RISE OVER RUN —

LORENZO COLOCADO

PART I




I don’t really know what I want. I don’t really know what I need . I don’t know what other people need. I feel confused a lot of the time. Not really knowing, you know in, in what direction to go . What things to do or how to, how to live my life properly. Life is interesting though, it’s a bit of a search.

One of my biggest struggles that I’ve experienced in my past, has been trying to accept, and be okay with who I am.

I remember growing up with common childhood angst towards my parents. I didn’t feel they understood or supported me the way I saw parents on TV shows (whatever that was, I’m not exactly sure) because I didn’t feel they cared about what I had to say or understood because I was young. But being in school, I was taught and encouraged to speak up, use my voice when I had something to say. Not in traditional, immigrant family culture was any child going to talk back and challenge their parents that way. I mean, that was the structure but I remember feeling confused and hurt emotionally more than any, physical hurt whenever parental discipline came out. I used to think, how was I supposed to grow without the support I felt I needed? I would cry whenever I was angry, whenever my dad would tell me I was wrong, tell me I’m being too sensitive. I wouldn’t feel I was good enough even for the little things because there was always something else I could do. All I wanted was to show I was strong. Retrospectively, I know this was always out of good intention and from love. I was pushed in every aspect of my development to be the best I could ever imagine. I just needed time to get past it and understand that all those times I didn’t see eye-to-eye with my parents was for the better. They were helping me grow, they were taking care of me in ways I wouldn’t have ever understood. Being a parent I’m sure wasn’t going to be easy or always happy but I will always be grateful for how they raised and continue love me. (I know my dad and mom will read this and at first think that I just described them to be so ruthless — Dad, Mom, I sincerely, without any reservation, love you both deeply.)

Throughout elementary and high school, I wanted nothing more than to achieve. I wanted to make positive differences in my community. I wanted people to recognize and remember me. I wanted to feel valued and important. I participated in clubs, different boards, committees, played on the school’s basketball teams, attended as many conferences and special events as I could, all because I felt the need to be the best. I wanted prove that I was capable of doing it all. I felt I was expected from my family, my teachers and peers to balance everything in life and by showing that to them, my future success would be so clear. To be honest, I enjoyed overachieving and being busy because I thought it meant I was being useful. It meant that I meant something to somebody, and to my family.

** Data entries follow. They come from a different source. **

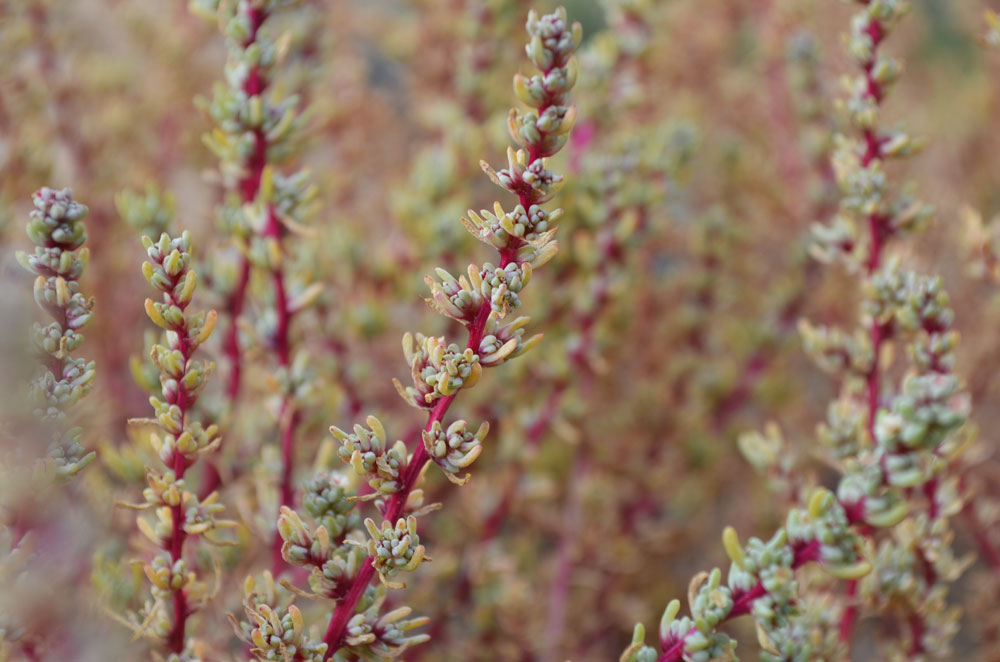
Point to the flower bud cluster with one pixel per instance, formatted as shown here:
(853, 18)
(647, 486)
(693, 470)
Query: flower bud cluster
(387, 635)
(274, 632)
(454, 448)
(394, 548)
(57, 230)
(438, 370)
(369, 453)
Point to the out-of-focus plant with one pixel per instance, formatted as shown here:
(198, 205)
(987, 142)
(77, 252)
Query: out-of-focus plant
(885, 530)
(57, 229)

I struggled with who I am because I correlated who I was with my apparent level of success. Without success, I wasn’t anybody. For some reason, if I weren’t succeeding, it would make me “less”. I wouldn’t have a reason to be proud because there was nothing tangible being done to show for. For whatever reason, I would feel almost worthless. I would keep pushing, stay up all night, often working on last minute, pressure-filled assignments but also, just being in my head: thinking. Thinking a lot about my future and what it would look like. I would mask all those fears in my work, being stressed, ignoring health and well being because I thought if I slept, I’m missing opportunity. I’m being weak and not man enough to handle “real life struggle”. Don’t get me wrong, I still find Eric Thomas’ talk inspiring but I find it less realistic for everybody to strive towards. What I failed to think about was what I was doing — the clubs, the committees, teams were contributing to what I couldn’t see — my personality, my heart, my deeper understanding of life. Those experiences weren’t about success. They were about the building steps to be a good person. Somebody people could actually hang around and be proud to know.

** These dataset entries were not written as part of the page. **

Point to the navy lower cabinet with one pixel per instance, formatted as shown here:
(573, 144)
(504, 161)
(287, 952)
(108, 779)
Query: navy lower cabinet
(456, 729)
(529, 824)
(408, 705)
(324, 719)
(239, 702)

I have learned that taking care of myself is just as important. Not everything has to happen all at once. It’s okay to plan for the future and believe in it but not make the present moment all about it. So what if our plans don’t happen exactly way we want to? Success, personal achievement and our futures, are not simple, linear destinations. It’s okay not to finish something in one attempt. Tomorrow’s waiting. Patience was something I learned to accept more of too. I think being happier about what’s present helped me accept my idea of the future. Stressing to the point of exhaustion today, will not lead me to a clearer, more certain future.

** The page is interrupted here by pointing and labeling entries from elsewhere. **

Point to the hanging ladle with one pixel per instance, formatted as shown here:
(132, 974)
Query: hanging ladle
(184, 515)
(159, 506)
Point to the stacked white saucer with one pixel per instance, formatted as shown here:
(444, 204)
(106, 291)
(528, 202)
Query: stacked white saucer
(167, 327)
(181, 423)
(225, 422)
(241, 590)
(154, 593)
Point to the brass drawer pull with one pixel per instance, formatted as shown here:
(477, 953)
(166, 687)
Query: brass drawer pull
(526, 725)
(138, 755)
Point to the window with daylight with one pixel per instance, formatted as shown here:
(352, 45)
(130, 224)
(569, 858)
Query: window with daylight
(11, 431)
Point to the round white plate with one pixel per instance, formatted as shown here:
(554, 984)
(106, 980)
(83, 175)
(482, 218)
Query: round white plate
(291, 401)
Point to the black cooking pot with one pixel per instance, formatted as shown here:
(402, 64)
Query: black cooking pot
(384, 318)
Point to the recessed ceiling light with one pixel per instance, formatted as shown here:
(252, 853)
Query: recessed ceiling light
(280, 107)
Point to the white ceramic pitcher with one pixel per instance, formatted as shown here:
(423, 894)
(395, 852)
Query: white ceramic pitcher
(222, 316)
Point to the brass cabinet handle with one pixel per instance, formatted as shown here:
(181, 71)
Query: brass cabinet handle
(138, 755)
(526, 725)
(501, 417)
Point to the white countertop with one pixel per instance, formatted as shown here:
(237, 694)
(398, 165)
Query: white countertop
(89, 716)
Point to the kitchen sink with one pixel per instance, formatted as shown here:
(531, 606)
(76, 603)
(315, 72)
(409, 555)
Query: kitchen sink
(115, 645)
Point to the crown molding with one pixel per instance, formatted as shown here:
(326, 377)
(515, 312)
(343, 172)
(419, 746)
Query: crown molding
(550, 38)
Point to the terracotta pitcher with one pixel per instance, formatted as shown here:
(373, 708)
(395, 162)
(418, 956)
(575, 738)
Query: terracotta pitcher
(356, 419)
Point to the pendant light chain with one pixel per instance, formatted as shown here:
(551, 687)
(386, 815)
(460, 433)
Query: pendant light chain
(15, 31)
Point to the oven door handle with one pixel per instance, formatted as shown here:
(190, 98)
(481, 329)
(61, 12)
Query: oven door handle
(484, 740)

Opportunity, like money, comes and goes. But when opportunities leave, the implication is always that they never come back. I’ve learned they do! Sure, some opportunities seem more irresistible than others and the “what if’s” won’t subside, but I believe the small decisions we make every day will lead us to where we need to be. I look back and remember all those times I argued and really pushed my parents to allow me to do things outside of class. In my head and heart, it was my desperate call for them to believe in me. I think that’s what helped me get through — Faith. It’s still there. Right here, in me and in everything I do. I hope that one day the struggle I endured then will all be worth it.